Полковник Торшин Юрий Николаевич, Почетный сотрудник ФСБ. Награжден орденами «За заслуги перед Отечеством» III и IV степеней c изображением мечей, Мужества, «За военные заслуги», «За личное Мужество», медалями ордена «За заслуги перед Отечеством» I и II степеней с мечами, «За отвагу», Почетным знаком «За службу в контрразведке» II и III степени, именным оружием.
Молодой, здоровый, красивый
— Юрий Николаевич, насколько я знаю, Вы вышли в отставку фактически в день своего рождения?
— Приказ от восьмого мая 2010 года.
— В канун Дня Победы!
— Точно.
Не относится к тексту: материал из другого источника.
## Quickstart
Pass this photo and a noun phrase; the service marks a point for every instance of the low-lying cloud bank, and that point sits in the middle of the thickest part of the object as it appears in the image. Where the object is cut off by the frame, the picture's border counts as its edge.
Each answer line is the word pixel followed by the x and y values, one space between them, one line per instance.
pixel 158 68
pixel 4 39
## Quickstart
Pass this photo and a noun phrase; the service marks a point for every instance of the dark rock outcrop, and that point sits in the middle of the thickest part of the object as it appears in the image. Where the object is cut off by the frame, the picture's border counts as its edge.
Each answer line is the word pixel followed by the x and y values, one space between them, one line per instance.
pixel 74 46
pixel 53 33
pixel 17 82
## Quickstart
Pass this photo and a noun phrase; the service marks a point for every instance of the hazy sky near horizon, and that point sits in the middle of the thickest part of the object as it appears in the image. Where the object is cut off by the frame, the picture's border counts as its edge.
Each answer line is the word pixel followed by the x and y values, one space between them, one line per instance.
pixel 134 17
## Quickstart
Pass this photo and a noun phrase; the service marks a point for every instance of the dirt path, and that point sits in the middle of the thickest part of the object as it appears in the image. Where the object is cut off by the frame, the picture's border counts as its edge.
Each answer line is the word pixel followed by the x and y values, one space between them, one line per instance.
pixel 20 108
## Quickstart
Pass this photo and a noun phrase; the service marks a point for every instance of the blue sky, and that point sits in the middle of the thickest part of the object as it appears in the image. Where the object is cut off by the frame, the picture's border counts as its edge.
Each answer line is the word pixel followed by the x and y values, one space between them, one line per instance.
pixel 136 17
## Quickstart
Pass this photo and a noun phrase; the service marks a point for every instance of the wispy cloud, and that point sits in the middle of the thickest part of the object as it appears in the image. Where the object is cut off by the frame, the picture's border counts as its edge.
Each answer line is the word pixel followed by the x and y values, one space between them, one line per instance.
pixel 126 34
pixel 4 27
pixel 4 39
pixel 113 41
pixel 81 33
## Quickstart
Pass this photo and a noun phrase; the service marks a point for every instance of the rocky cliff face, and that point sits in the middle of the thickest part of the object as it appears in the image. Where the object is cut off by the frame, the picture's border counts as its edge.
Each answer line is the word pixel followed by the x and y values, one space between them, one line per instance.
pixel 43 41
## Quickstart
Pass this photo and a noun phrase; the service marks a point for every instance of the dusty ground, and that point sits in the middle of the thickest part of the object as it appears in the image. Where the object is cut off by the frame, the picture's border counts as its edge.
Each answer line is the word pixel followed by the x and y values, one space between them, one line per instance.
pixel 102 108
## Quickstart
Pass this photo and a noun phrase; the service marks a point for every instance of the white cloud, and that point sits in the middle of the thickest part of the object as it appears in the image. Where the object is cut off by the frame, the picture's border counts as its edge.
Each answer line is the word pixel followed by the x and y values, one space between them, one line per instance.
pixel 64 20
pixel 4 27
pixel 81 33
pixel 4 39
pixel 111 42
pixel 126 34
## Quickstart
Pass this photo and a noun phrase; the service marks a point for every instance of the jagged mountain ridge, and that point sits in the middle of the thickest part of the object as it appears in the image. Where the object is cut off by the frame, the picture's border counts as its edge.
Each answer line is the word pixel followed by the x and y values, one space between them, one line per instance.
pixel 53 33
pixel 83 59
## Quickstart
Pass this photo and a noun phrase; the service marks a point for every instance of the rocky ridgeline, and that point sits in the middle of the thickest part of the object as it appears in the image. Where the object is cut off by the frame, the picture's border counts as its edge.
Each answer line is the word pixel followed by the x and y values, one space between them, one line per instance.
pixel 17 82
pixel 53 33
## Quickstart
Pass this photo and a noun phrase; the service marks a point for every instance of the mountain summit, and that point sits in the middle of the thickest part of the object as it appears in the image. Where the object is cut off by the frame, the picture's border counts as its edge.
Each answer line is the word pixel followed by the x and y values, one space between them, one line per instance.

Конечно, обидное слово «отставка». Почему обидное? Потому что я считал, что еще есть и сила, и энергия. Мог бы служить, но, к сожалению, жизнь сложилась так, что я был уволен по статье — по достижению определенного возраста.
— Сколько Вы прослужили в «Альфе»?
— В Группу «А» я пришел в декабре 1982‑го года. Практически вместе с Сашей Михайловым, Александром Владимировичем, он был зачислен на пару месяцев раньше. На момент моего увольнения время службы составило двадцать семь с половиной лет и пять месяцев.
— То есть прошла целая жизнь. И в этой связи хочу спросить: насколько вообще можно после стольких лет, проведенных в специальном подразделении, после такого количества войн перестроить себя на мирный лад? Это вообще возможно?
— Если говорить о себе, мне это дается тяжело. До сих пор я еще до конца это не осознал, и привыкнуть к этому не могу. Постоянно звонят те сотрудники, с которыми вместе служил, подчиненные, друзья, командиры… К сожалению, очень мало на сегодняшний день осталось из действующих сотрудников тех, с кем начинали вместе. На момент увольнения мне уже было пятьдесят два года.
Адаптироваться к гражданской жизни достаточно тяжело. Это, очевидно, зависит от характера людей: кто‑то быстро к этому привыкает, у кого‑то более длительный период. Это как болезнь — кто после операции быстро встает на ноги, а кто‑то достаточно долго находится на больничной койке. Конечно, это немножко не то сравнение, но смысл понятен…
Что там говорить, прошли лучшие годы. Я пришел в «Альфу» в двадцать четыре года. Молодым, здоровым, красивым. Собственно, я таким и уволился, если, конечно, убрать первое слово «молодым». Здоровым, надеюсь, и остался. Я не считаю себя физически больным человеком. И даже способен выполнять те или иные задачи, участвовать в специальных мероприятиях. Но перестраиваться, как я уже сказал, очень тяжело.
— Юрий Николаевич, есть такие сотрудники, которые пришли в подразделение молодыми и навечно ими остались, например, капитан Руслан Холбан, который погиб в 2009 году. Это одна из последних специальных операций, в которой Вам пришлось принимать участие?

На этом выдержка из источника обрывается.